NIOSH Study Quantifies "Healthy Years" Lost Due to Hearing Impairment among Workers

Published April 27, 2016

​In a first-of-its-kind study, NIOSH researchers examined the audiograms of more than 1.4 million noise-exposed workers collected by the agency’s Occupational Hearing Loss Surveillance Project to compare the prevalence of hearing impairment across nine industry sectors. The study quantifies the number of disability-adjusted life years—defined as healthy years lost due to a disease or other health condition—attributable to hearing impairment for noise-exposed workers in the U.S.

NIOSH researchers found that hearing impairment caused the annual loss of approximately 2.5 healthy years per 1,000 noise-exposed workers across all industries during 2003–2012. Workers in the mining, construction, and manufacturing industries lost even more healthy years, with miners losing nearly 3.5 years each year for every 1,000 workers, construction workers losing about 3.1 years, and manufacturing workers losing approximately 2.7 healthy years.
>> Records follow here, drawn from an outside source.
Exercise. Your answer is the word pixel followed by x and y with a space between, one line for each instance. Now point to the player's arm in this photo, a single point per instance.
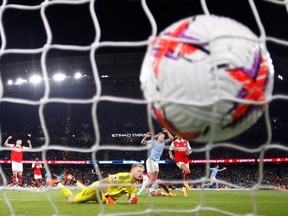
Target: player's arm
pixel 189 149
pixel 132 199
pixel 222 169
pixel 6 143
pixel 104 188
pixel 144 140
pixel 144 184
pixel 170 137
pixel 170 151
pixel 30 144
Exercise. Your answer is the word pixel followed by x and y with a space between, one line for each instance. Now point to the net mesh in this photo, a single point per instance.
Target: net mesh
pixel 41 35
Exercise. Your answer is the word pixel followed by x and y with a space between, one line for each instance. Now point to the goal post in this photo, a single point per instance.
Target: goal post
pixel 69 82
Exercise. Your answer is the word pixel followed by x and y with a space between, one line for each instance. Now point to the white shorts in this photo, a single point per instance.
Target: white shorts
pixel 17 167
pixel 213 179
pixel 150 191
pixel 152 166
pixel 179 164
pixel 37 176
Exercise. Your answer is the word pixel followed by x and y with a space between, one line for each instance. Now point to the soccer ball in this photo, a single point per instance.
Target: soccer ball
pixel 207 78
pixel 69 177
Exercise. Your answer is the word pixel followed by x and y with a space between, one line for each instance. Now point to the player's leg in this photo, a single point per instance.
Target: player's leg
pixel 165 187
pixel 186 172
pixel 14 173
pixel 20 174
pixel 152 170
pixel 91 193
pixel 66 193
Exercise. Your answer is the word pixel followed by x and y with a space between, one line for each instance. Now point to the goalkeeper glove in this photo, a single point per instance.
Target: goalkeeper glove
pixel 110 201
pixel 133 200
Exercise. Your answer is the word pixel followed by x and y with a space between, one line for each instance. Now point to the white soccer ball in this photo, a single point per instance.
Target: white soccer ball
pixel 208 78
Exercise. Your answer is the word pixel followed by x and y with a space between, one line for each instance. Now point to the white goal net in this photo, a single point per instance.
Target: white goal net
pixel 69 72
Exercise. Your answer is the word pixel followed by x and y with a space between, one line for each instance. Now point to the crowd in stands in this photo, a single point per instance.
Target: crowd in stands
pixel 67 129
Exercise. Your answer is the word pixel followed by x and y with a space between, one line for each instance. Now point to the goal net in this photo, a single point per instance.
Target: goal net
pixel 70 83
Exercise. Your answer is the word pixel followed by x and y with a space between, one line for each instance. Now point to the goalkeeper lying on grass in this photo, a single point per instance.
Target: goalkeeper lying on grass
pixel 108 189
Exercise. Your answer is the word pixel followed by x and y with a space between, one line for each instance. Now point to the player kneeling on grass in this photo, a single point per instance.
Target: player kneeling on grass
pixel 153 189
pixel 109 189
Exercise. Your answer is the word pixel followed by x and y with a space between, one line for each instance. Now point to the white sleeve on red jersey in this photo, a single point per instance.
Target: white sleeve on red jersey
pixel 172 146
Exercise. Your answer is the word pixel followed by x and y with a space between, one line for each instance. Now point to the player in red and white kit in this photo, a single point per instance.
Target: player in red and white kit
pixel 37 170
pixel 17 153
pixel 182 150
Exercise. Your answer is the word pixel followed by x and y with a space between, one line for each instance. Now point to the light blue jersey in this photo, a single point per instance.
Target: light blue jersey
pixel 156 149
pixel 214 172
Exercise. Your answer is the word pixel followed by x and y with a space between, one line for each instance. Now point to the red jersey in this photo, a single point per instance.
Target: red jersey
pixel 17 153
pixel 180 148
pixel 37 166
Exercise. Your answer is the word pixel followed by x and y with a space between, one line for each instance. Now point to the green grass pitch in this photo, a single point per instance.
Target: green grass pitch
pixel 198 202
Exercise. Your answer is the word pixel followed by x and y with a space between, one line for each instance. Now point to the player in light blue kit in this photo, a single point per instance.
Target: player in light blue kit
pixel 214 172
pixel 155 152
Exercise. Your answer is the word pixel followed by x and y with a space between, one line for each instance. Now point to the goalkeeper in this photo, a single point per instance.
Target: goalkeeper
pixel 109 189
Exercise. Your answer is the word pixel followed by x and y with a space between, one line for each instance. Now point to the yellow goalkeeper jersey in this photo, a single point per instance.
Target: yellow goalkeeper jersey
pixel 121 184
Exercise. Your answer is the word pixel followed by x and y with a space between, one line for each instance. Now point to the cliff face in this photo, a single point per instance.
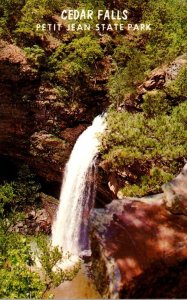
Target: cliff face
pixel 36 125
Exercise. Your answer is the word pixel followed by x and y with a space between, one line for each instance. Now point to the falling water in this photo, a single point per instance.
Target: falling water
pixel 70 227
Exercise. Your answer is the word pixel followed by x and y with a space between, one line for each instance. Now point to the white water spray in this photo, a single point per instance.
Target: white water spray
pixel 70 227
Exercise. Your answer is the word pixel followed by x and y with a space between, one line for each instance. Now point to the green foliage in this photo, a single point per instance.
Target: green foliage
pixel 25 187
pixel 35 55
pixel 15 195
pixel 6 196
pixel 148 148
pixel 19 276
pixel 134 57
pixel 155 103
pixel 17 279
pixel 49 258
pixel 178 88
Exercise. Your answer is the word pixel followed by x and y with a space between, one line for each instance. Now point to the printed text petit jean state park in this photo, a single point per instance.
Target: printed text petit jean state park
pixel 119 21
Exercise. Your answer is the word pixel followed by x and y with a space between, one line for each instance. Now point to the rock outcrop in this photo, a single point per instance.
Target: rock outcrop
pixel 140 245
pixel 37 126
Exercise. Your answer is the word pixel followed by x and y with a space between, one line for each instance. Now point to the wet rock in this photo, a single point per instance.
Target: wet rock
pixel 33 114
pixel 175 193
pixel 146 240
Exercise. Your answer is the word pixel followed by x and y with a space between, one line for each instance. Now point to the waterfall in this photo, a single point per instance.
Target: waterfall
pixel 69 230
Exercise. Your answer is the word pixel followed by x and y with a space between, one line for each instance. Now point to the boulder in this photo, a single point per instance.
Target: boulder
pixel 139 245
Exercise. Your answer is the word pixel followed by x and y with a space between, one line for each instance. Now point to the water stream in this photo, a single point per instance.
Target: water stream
pixel 69 230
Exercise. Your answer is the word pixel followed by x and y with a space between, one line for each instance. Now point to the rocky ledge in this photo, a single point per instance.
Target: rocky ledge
pixel 140 245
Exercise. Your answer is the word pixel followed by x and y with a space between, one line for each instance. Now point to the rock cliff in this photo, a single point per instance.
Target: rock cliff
pixel 36 126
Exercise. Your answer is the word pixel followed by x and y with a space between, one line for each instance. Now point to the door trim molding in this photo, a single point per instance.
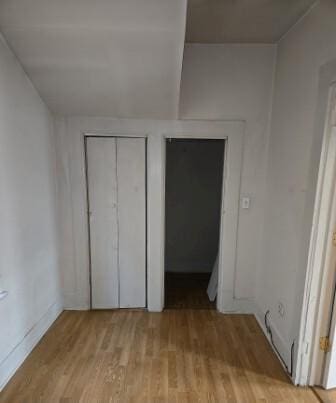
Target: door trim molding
pixel 309 362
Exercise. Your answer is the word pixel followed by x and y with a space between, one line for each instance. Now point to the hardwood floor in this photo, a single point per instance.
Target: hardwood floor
pixel 136 356
pixel 326 396
pixel 187 290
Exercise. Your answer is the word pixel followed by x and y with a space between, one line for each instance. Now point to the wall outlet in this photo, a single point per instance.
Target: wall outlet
pixel 245 203
pixel 281 309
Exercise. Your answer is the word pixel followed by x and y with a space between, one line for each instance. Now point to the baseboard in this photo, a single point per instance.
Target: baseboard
pixel 16 357
pixel 284 349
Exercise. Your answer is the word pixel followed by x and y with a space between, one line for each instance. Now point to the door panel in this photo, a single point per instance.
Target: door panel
pixel 131 168
pixel 102 194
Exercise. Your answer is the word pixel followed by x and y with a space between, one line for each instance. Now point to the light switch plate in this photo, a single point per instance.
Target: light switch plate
pixel 245 203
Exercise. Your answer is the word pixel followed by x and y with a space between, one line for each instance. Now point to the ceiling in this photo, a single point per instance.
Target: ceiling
pixel 119 58
pixel 245 21
pixel 123 58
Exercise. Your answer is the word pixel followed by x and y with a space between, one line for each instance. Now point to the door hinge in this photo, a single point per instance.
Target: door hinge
pixel 324 344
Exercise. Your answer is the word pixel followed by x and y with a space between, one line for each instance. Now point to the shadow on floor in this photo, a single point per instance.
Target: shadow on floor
pixel 187 291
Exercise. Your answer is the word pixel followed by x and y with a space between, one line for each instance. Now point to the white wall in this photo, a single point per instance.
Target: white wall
pixel 235 82
pixel 294 152
pixel 28 216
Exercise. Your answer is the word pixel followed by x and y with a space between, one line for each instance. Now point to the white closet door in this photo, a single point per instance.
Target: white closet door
pixel 131 168
pixel 102 193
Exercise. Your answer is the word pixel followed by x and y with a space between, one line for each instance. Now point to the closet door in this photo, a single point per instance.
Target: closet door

Public safety workers, including police protection, fire protection, and ambulance services employees, lost 1.3 healthy years per 1,000 workers, the fewest among all workers.

According to the agency, this study is the first to estimate the prevalence of hearing impairment at six severity levels by industry sector. The authors note that hearing loss prevention, early detection, and intervention to avoid additional hearing loss are “critical to preserve worker quality of life.”

“Although lost hearing cannot be recovered, workers can benefit from clinical rehabilitation, which includes fitting hearing aids, learning lip-reading, and adopting other compensation strategies to optimize hearing,” the report reads. “Study results support beginning rehabilitation at a mild level of hearing impairment.”